The data presented on patients with spinal oncologic paraparesis provide a risk-benefit narrative that favors surgical intervention across all etiologies. At the same time, they outline clinical factors that confer a less-favorable outcome like intramedullary tumor localization, a high McCormick score and/or bladder and bowel abnormalities at admission.
因脊柱肿瘤性病变导致的双下肢轻瘫需要迅速进行神经外科干预,以防止永久性残疾,从而维持受影响患者的独立性。预测手术干预后良好结局的临床参数有助于在紧急情况下做出决策。
对2006年至2020年间因脊柱肿瘤继发双下肢轻瘫(根据英国医学研究委员会分级系统,肌力等级<5级)而接受手术干预的患者进行单中心回顾性分析。收集术前和术后的临床数据。使用改良的麦考密克残疾量表(mMcC)评分评估神经功能状态。在单因素分析中,对结局良好(出院时mMcC评分改善或稳定在<3分)和结局不佳(出院时mMcC评分恶化或稳定在>2分)的患者以及不同肿瘤解剖部位进行统计学比较。

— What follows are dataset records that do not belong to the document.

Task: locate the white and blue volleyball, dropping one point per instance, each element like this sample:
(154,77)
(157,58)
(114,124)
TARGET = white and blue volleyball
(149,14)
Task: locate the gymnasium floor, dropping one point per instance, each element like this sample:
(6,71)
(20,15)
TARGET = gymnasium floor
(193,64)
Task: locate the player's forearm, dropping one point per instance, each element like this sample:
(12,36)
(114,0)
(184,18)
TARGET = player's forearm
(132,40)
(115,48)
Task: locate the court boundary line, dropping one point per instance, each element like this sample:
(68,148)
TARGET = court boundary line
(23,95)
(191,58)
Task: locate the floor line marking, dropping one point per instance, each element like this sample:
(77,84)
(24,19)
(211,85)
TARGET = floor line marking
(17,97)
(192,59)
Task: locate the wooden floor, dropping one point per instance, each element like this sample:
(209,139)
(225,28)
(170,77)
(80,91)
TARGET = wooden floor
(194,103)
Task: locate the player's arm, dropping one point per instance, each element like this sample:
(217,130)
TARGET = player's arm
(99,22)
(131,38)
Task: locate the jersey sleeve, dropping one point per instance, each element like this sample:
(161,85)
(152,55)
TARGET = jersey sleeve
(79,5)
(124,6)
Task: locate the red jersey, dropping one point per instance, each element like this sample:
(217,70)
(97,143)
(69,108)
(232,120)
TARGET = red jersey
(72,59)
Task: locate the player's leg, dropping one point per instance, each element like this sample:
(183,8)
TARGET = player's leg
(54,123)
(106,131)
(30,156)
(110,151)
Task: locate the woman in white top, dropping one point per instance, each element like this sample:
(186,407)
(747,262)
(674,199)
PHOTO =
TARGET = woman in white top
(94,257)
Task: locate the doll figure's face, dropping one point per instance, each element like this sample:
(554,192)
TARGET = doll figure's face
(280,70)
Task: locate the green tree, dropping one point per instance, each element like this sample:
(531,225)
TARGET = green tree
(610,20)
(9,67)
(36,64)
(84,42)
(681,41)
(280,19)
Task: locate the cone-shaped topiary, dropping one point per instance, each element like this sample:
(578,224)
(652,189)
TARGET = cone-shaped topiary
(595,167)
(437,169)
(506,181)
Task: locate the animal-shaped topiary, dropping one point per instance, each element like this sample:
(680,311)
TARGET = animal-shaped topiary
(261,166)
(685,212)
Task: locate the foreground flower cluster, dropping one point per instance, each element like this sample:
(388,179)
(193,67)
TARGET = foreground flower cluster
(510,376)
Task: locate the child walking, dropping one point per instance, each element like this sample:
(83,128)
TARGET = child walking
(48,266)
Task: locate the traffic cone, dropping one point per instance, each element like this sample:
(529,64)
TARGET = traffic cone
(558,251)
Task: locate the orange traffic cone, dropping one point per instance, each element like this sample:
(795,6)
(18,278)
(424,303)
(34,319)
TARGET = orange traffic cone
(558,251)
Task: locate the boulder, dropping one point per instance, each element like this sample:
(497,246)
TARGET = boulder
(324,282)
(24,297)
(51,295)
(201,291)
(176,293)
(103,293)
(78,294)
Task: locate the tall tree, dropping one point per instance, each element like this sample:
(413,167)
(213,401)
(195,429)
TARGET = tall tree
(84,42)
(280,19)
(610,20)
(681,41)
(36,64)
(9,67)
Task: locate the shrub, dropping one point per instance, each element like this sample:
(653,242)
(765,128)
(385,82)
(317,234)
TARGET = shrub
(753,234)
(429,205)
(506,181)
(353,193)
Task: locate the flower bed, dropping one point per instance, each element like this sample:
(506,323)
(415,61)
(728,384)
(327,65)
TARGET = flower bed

117例因肿瘤导致双下肢轻瘫的患者纳入分析,其中髓内病变(n = 17,15%)、硬脊膜内髓外病变(n = 24,21%)和硬脊膜外病变(n = 76,65%),平均年龄为65.3±14.6岁。胸段肿瘤最为常见(77%),其次是腰段和颈段肿瘤(分别为13%和12%)。所有肿瘤患者平均在入院后36±60小时内接受手术,平均减压节段为2个(四分位间距:1 - 3),大多数患者进行了次全肿瘤切除(n = 83,71%)。手术并发症和医疗并发症的记录分别为9%(n = 11)和7%(n = 8)。中位住院时间为9(7 - 13)天。出院时,中位mMcC评分从3分改善至2分(p<0.0001)。在最后一次随访时(中位时间180天;四分位间距51 - 1080天),患者的平均卡氏功能状态评分(KPS)从51.7±18.8%提高至65.3±20.4%(p<0.001)。髓内病变部位、术前mMcC评分高以及膀胱和肠道功能障碍与不良结局相关(p<0.001)。
所呈现的脊柱肿瘤性双下肢轻瘫患者的数据提供了一个风险效益描述,支持对所有病因进行手术干预。同时,它们概述了一些导致结局较差的临床因素,如髓内肿瘤部位、高麦考密克评分和/或入院时膀胱和肠道异常。